Monday, April 02, 2007

Pets may be dying from vitamin D toxicity

While veterinarians have reported 104 deaths linked to contaminated pet food, and pet owners have reported around 2000 animal deaths, the actual number of animals in the US and Canada affected by contaminated food may be closer to 10,000, and the cause remains uncertain.

Though a rat poison called Aminopterin found in Menu Foods products was identified as the agent responsible for animal deaths, experts suspect other contaminants might be involved.

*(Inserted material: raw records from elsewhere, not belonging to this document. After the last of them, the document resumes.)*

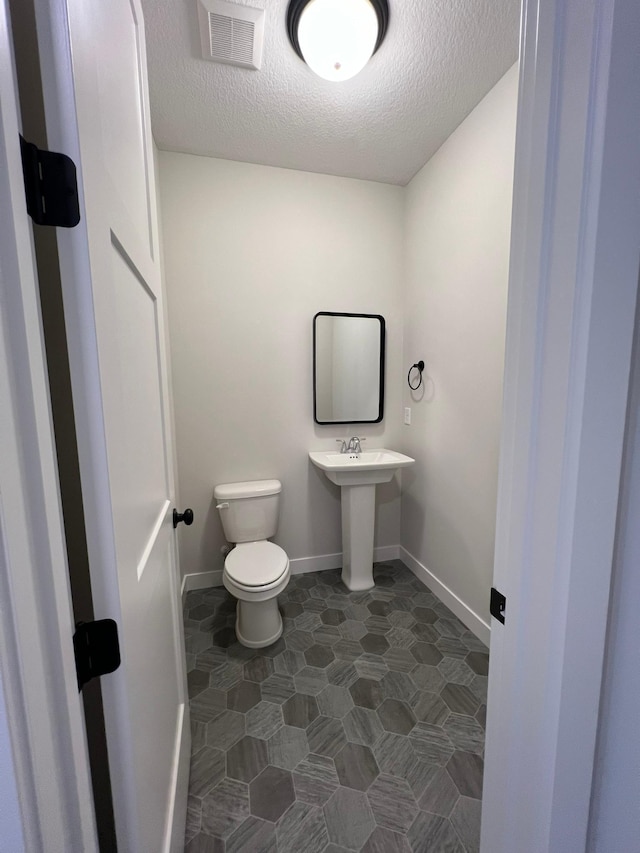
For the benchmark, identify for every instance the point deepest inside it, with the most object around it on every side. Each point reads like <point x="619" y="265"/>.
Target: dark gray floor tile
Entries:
<point x="375" y="644"/>
<point x="198" y="736"/>
<point x="342" y="673"/>
<point x="205" y="844"/>
<point x="356" y="766"/>
<point x="466" y="770"/>
<point x="383" y="840"/>
<point x="399" y="659"/>
<point x="225" y="730"/>
<point x="326" y="736"/>
<point x="432" y="834"/>
<point x="264" y="720"/>
<point x="224" y="677"/>
<point x="401" y="619"/>
<point x="460" y="699"/>
<point x="207" y="704"/>
<point x="456" y="671"/>
<point x="363" y="726"/>
<point x="258" y="669"/>
<point x="425" y="614"/>
<point x="332" y="616"/>
<point x="371" y="666"/>
<point x="431" y="743"/>
<point x="396" y="716"/>
<point x="194" y="817"/>
<point x="278" y="688"/>
<point x="247" y="758"/>
<point x="416" y="649"/>
<point x="197" y="681"/>
<point x="352" y="629"/>
<point x="315" y="779"/>
<point x="302" y="827"/>
<point x="334" y="701"/>
<point x="300" y="710"/>
<point x="349" y="650"/>
<point x="392" y="803"/>
<point x="440" y="795"/>
<point x="465" y="819"/>
<point x="271" y="793"/>
<point x="253" y="836"/>
<point x="452" y="647"/>
<point x="287" y="747"/>
<point x="394" y="754"/>
<point x="207" y="770"/>
<point x="465" y="733"/>
<point x="425" y="633"/>
<point x="288" y="662"/>
<point x="429" y="708"/>
<point x="428" y="678"/>
<point x="225" y="807"/>
<point x="349" y="818"/>
<point x="367" y="692"/>
<point x="243" y="696"/>
<point x="398" y="685"/>
<point x="299" y="640"/>
<point x="319" y="655"/>
<point x="311" y="680"/>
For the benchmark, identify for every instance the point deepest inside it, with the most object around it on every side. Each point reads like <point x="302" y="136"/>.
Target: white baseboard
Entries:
<point x="177" y="806"/>
<point x="466" y="615"/>
<point x="299" y="566"/>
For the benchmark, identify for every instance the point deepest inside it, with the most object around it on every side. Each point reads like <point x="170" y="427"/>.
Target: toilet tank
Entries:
<point x="249" y="511"/>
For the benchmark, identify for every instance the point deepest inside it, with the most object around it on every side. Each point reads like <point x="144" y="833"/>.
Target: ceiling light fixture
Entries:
<point x="336" y="38"/>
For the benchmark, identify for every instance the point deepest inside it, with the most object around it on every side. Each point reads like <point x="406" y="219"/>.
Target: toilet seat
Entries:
<point x="256" y="565"/>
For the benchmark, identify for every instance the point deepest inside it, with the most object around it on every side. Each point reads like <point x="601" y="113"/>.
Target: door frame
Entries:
<point x="572" y="293"/>
<point x="557" y="452"/>
<point x="44" y="714"/>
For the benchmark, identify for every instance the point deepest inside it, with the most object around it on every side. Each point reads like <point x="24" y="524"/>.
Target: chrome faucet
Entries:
<point x="354" y="445"/>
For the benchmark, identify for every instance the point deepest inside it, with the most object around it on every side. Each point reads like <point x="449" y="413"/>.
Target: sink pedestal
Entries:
<point x="357" y="475"/>
<point x="358" y="519"/>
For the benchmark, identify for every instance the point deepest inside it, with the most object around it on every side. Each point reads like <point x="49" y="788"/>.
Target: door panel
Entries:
<point x="115" y="326"/>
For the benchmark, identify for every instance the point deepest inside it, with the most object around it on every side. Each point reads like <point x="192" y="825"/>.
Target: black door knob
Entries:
<point x="186" y="516"/>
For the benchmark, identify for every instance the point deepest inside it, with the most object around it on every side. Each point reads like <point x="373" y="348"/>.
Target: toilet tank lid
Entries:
<point x="250" y="489"/>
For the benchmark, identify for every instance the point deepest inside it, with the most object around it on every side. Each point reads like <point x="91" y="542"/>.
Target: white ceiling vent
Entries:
<point x="230" y="33"/>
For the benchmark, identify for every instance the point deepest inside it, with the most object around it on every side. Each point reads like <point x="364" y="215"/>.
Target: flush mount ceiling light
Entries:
<point x="336" y="38"/>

"Clinical signs reported in cats affected by the contaminated foods are not fully consistent with the ingestion of rat poison containing aminopterin that, according to Menu Foods, is at the 'root' of the contamination issue," the ASPCA stated in a release issued March 27, 2007.
Dr. Steven Hansen, veterinary toxicologist and senior vice president with the ASPCA, says that animals poisoned with aminopterin should have other symptoms in addition to renal failure.
"To be consistent with the effects of aminopterin, we should also be seeing a significant number of affected pets showing the accompanying signs of severe intestinal damage, as well as bone marrow suppression, including 'leukopenia,' which is a serious reduction in white blood cells," he says. "This is the missing connection that we want to alert veterinarians around the country to.”
A Toronto lawyer who has filed a $60-million class-action suit against Royal Canin says that excess vitamin D may be the real cause of renal failure deaths.
"We have taken hundreds of samples of (Royal Canin) food from across the GTA. I can't give you accurate numbers ... but there is an awful lot of (vitamin D) ... some tests have shown more than 10 times the normal amount ... might even be more."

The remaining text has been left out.